Mais très rapidement, le Président fait annoncer le programme du Grand Louvre et nomme un nouveau président de l’établissement public du musée d’Orsay. Pour ma part, je suis invitée à l’Élysée pour un entretien avec Paul Guimard, conseiller du Président, après l’annonce que la surface d’exposition du musée avait été augmentée.
Ma première entrevue avec le Président fut d’ordre privé, lors d’un déjeuner chez un ami (était-ce lui qui m’avait fait inviter ?). Il me posa des questions sur le musée et je lui racontai la transformation de la gare en musée et la difficulté de transformer un bâtiment du XIXe siècle en une structure moderne du XXe siècle, ce qui ne signifie pas seulement refuser une contagion de la décoration mais aussi adopter une méthode rationnelle. Il m’écoutait en silence, avec curiosité et une attention intense.

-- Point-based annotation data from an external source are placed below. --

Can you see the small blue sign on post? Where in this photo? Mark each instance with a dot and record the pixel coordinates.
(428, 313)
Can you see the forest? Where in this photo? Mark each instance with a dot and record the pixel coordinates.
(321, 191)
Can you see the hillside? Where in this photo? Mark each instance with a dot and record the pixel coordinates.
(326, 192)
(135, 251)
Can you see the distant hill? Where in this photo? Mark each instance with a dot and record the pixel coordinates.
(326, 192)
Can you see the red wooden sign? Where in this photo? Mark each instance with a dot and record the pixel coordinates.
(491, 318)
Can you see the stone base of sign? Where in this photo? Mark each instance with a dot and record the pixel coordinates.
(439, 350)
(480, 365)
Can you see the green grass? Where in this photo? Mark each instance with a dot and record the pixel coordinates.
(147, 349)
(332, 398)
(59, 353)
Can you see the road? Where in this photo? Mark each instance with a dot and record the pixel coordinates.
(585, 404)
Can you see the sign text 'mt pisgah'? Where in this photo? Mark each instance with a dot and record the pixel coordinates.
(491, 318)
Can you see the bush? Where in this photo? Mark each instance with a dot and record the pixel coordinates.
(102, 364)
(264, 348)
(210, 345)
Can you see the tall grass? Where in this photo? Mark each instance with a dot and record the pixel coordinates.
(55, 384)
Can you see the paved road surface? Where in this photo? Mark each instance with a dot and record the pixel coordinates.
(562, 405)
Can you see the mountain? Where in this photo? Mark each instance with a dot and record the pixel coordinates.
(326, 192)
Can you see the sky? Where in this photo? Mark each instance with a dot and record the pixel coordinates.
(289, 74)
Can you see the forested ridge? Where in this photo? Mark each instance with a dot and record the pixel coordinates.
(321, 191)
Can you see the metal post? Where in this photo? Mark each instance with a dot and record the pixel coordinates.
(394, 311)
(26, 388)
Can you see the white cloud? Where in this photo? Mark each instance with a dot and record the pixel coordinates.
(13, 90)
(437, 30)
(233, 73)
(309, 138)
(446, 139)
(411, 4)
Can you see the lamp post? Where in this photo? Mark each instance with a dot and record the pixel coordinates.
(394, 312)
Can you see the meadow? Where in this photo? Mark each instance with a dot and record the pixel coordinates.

Je revis le Président deux fois par la suite, lorsqu’il vint visiter le chantier du musée. J’ai une photographie de sa première visite, devant une maquette, et je me souviens fort bien de ses questions sur la forme de la grande nef, sur les matériaux ainsi que sur les rapports avec la muséographie ; Michel Laclotte aussi était présent et ce fut une explication très animée parce que sollicitée par une curiosité intelligente, constructive et passionnée. Quelque temps après, deuxième visite du chantier où l’intervention était déjà très visible mais cette fois-là, la visite fut plus « officielle ». Nous étions tous alignés pour l’attendre : conservateurs, Établissement public, direction de la construction, architectes, ingénieurs, etc. J’eus droit à un petit sourire en signe de reconnaissance. Puis il y eut l’inauguration du musée, la solennelle promenade architecturale dans le splendide espace muséographique et, encore une fois, l’Élysée, le 20 mars 1987, lorsque le président de la République française François Mitterrand me nomma chevalier de la Légion d’honneur. Incroyable, inoubliable !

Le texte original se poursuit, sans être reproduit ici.